The blue water footprint (BWF) is expressed here as the amount of irrigation water consumed per thousand dollars of crop revenue produced. The Basin average was 1.62 AF/USD1K (1998 m3/USD1K). The BWF averaged 1.23 AF/USD1K (1517 m3/USD1K) across Lower Basin counties and 7.63 AF/USD1K (9411 m3/USD1K) across Upper Basin counties. Water applications or consumptive use per unit of irrigated cropland are often used as metrics of water use intensity. Comparison of Figure 6 (BWF) and Figure 7 (water consumed per irrigated acre (W/Ai)), however, illustrates that water use per acre does not track especially closely with county BWFs. In fact, the two metrics are negatively correlated. The Spearman rank correlation coefficient between BWF and W/Ai is −0.52 (p = 0.00005).

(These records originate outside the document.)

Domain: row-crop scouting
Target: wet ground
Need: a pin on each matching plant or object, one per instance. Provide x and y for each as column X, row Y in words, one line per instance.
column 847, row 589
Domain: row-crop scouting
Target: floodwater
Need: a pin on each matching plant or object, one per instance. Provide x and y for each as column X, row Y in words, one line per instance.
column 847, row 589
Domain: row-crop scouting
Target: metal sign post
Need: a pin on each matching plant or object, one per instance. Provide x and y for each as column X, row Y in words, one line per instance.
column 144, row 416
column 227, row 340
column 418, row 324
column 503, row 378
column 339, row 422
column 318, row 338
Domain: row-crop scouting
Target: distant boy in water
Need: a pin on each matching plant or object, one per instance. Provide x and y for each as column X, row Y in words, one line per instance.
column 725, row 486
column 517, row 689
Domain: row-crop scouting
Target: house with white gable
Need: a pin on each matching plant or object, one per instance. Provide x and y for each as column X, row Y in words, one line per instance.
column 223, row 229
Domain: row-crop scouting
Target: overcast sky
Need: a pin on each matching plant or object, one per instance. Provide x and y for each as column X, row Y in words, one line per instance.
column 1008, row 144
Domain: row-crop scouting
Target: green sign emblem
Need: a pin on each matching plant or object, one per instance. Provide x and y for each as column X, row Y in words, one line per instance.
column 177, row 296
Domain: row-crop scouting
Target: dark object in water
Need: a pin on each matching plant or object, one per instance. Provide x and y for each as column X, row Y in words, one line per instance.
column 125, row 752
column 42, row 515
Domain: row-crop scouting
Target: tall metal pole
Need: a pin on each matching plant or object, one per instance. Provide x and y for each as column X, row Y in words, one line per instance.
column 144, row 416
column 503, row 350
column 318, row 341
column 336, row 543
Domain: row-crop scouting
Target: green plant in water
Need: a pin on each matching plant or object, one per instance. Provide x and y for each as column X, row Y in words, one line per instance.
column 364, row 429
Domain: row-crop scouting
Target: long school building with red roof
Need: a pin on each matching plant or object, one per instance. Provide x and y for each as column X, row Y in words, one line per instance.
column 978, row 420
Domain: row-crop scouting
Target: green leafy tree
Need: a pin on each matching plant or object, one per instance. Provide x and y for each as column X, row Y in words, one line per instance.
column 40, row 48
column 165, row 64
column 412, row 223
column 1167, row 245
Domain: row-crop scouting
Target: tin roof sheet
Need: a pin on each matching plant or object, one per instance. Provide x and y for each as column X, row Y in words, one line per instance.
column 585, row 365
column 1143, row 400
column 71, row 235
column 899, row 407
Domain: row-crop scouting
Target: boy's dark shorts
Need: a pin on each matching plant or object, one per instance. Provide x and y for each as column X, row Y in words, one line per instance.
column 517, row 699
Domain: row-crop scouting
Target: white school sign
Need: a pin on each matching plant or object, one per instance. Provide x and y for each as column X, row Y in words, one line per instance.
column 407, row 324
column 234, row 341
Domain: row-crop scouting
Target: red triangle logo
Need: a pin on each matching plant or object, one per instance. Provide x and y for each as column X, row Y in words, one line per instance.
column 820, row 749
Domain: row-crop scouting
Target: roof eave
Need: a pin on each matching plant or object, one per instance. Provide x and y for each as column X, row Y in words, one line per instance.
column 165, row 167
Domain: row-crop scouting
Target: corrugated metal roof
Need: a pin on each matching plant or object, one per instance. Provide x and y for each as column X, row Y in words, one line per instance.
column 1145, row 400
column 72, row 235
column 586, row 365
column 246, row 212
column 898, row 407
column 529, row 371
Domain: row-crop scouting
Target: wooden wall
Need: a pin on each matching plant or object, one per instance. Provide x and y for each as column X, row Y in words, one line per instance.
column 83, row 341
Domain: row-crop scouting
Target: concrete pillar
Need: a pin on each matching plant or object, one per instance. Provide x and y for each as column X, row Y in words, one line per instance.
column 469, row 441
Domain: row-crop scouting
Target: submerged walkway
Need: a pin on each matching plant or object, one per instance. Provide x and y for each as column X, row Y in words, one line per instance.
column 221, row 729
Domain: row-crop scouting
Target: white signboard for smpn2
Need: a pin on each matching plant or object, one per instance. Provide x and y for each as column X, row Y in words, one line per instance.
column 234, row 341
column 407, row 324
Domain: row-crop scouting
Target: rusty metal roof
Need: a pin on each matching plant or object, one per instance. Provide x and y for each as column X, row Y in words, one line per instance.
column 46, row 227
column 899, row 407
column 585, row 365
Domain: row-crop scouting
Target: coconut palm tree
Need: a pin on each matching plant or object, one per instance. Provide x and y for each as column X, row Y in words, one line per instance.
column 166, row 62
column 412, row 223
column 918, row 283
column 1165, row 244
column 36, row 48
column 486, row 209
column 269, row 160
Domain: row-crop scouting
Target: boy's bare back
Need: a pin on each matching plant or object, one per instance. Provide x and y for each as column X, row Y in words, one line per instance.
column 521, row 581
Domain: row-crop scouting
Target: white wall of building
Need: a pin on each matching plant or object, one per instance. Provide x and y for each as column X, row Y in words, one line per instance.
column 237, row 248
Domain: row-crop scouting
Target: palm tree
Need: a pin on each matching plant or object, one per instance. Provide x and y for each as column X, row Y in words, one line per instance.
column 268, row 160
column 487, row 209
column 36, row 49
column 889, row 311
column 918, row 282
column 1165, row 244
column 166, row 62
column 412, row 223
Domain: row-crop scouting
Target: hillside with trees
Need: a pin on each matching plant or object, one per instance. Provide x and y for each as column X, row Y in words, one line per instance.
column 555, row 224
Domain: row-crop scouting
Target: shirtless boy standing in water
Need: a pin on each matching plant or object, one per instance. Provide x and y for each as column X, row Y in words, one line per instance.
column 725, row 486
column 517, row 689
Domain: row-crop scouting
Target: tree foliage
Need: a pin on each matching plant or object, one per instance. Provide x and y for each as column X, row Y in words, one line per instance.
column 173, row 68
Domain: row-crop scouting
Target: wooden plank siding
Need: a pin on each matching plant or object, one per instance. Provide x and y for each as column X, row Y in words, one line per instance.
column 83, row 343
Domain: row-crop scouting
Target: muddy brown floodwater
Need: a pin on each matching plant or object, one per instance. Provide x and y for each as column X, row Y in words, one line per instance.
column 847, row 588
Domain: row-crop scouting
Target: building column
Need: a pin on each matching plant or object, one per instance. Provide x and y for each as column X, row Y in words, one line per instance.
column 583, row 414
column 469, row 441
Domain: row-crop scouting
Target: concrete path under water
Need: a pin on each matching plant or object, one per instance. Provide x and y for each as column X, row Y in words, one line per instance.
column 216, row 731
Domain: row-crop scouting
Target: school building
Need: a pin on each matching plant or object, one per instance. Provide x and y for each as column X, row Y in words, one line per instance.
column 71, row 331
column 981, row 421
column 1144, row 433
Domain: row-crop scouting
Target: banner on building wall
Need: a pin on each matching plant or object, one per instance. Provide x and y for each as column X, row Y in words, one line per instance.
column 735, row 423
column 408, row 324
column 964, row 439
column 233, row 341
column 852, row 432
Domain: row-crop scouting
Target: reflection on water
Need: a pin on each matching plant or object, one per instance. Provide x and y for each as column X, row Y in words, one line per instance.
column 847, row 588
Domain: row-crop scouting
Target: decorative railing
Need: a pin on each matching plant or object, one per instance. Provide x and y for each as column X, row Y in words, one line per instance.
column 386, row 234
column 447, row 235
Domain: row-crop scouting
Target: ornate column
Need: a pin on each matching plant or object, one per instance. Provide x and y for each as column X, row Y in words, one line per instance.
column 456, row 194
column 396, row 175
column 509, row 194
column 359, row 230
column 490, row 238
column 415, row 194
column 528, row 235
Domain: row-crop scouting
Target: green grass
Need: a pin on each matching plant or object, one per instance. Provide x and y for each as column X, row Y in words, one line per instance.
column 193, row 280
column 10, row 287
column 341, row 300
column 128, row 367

3.4. Irrigation Rent Premiums

County-level rent premiums on a per-acre basis (Figure 8) and a per-acre-foot basis (Figure 9) again reflect the general pattern (with some differences) as the other water productivity metrics. Premiums for irrigation tend to be higher in the southernmost counties of the Lower Basin, followed by premiums in the rest of the Lower Basin, then premiums in the Upper Basin. Results are more mixed for rental premiums per acre-foot (RPw). This is because some counties with high rental premiums per acre (RPa) also have crop mixes with larger water requirements. Conversely, some Upper Basin counties have lower premiums per acre, but lower water requirements. One may think of RPw as the average increase in value of rented cropland per AF of water applied. Counties with greater water requirements have lower average rent increases per quantity of water consumed, but larger water requirements (more water consumed).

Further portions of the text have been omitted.